Listen to Neon Trees' "Everybody Talks":
Neon Trees scored a Number One alternative hit with "Animal," off their debut album, Habits. But that wasn't the kind of success frontman Tyler Glenn was originally seeking with the Provo, Utah band. "Going into our first record we wanted to make sure we sounded cool and we wanted the cool kids to like us," Glenn tells Rolling Stone. "We wanted to be one of the bands like the Strokes, like the White Stripes, that kind of band, and have the blogs like us and have the music media write about us."
It didn't work out though for Neon Trees to become hipster critics' favorites. And Glenn thinks that's for the best. "They didn’t, but we still had an amount of success and people were coming to our shows and [when] we were playing for full crowds my whole idea of what success was changed and I think I became a happier person because of it," he says. "I wasn’t trying to reach for this hipster gold medal and instead I felt like I became more myself after that success. So I’m excited to be myself on this new album. I’m looking forward to that."
"Everybody Talks," the first single from the second album, tentatively titled Picture Show and planned for a possible March release, reflects that sense of fun. A catchy pop number that almost feels like an early Sixties tune, it is, according to Glenn, indicative of what the band was listening to of late. "We fell in love with a lot of like Roy Orbison and the Motown music that my dad listens to," he says.
Produced by Justin Meldal Johnson, the album is not just several variations on "Everybody Talks," Glenn says. "I think this new album is darker at moments than the last one and I don’t think our first song from the album sounds like that," he says. "I think it’s gonna be more like a soundtrack in that way, it has more of a peak and a valley and a little more dynamic to that. "

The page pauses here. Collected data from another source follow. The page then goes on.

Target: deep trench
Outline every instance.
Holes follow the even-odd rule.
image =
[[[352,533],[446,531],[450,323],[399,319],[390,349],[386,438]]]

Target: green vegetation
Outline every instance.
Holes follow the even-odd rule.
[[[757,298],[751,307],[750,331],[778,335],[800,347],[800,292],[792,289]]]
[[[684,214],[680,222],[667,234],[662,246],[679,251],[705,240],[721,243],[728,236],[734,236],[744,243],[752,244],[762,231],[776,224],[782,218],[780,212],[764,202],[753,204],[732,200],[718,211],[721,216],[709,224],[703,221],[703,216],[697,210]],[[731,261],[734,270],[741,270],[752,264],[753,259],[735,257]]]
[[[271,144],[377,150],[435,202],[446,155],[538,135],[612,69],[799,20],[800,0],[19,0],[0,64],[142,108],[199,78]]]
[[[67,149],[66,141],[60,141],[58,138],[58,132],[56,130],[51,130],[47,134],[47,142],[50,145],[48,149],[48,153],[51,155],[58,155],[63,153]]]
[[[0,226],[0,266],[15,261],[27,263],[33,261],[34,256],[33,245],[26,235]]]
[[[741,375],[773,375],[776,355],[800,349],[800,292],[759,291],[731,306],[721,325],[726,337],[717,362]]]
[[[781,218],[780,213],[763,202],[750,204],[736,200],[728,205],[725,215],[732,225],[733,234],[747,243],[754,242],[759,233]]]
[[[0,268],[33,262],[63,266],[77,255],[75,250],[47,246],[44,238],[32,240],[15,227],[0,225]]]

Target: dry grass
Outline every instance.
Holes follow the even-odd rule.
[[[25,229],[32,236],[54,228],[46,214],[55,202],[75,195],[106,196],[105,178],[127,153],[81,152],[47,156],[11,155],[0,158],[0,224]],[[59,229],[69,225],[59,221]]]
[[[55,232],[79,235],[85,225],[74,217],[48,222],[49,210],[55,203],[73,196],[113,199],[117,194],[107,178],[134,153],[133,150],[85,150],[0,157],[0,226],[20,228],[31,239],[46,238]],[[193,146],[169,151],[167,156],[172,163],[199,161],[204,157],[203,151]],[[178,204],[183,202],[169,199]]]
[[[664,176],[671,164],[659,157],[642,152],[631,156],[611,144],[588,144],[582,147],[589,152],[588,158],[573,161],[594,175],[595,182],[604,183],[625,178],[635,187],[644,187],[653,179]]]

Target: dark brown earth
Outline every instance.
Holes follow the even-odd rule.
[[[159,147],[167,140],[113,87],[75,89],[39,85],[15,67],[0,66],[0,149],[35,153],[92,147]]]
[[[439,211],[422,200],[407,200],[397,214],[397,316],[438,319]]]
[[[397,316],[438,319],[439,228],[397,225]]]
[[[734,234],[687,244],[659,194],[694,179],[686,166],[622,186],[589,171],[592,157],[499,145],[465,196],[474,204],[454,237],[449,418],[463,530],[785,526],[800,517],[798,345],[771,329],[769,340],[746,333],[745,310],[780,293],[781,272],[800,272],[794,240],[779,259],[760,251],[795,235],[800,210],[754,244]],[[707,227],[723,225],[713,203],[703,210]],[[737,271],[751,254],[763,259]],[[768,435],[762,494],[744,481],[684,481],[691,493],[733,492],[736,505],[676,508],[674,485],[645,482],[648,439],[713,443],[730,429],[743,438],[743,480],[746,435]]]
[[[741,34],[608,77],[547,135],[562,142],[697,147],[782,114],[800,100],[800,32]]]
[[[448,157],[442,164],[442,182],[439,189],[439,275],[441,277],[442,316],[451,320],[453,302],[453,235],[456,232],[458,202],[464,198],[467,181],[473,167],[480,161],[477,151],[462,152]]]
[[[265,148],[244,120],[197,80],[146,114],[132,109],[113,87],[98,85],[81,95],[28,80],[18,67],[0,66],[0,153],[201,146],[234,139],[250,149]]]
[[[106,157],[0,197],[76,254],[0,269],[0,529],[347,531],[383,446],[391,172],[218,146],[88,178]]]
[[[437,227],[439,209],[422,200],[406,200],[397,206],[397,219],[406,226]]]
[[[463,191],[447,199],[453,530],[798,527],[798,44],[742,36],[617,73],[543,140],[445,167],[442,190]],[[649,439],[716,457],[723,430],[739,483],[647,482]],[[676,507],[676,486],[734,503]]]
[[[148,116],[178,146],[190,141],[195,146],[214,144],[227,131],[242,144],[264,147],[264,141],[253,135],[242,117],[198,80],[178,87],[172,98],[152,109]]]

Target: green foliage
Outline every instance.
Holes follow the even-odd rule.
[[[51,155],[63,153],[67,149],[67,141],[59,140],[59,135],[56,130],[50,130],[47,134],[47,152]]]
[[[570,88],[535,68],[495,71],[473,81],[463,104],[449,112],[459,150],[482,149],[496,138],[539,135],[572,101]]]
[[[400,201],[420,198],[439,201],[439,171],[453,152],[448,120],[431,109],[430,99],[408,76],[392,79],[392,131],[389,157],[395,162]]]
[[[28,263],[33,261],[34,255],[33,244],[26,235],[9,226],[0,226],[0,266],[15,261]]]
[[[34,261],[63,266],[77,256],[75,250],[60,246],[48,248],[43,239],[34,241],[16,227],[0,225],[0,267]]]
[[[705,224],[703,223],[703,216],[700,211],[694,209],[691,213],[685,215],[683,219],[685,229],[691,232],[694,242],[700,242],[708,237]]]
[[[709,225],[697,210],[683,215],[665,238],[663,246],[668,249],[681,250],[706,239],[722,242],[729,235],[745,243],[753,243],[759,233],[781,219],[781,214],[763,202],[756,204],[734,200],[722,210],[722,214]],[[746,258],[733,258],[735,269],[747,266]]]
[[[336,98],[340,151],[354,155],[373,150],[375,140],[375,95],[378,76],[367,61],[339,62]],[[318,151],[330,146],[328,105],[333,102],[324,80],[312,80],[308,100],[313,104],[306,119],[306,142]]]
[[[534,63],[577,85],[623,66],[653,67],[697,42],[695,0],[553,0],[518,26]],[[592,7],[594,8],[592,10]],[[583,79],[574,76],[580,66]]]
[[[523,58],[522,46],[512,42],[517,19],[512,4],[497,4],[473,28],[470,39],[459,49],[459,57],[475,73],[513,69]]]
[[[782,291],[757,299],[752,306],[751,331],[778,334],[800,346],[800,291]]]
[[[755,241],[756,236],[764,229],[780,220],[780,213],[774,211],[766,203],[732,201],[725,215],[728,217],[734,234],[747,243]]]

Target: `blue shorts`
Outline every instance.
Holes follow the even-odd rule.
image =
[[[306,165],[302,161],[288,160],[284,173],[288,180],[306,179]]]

The album's working title takes its name from the band's love of movies. "The movie that’s on repeat in the lounge that’s always playing right now is Silence Of The Lambs, which is kind of an odd choice and not very reflective of what any of the record’s gonna sound like," he says. "But there’s actually a song in the movie [”Goodbye Horses”] by Q. Lazzarus and that’s just become the anthem song of this album. It’s one of the coolest songs we’ve ever heard."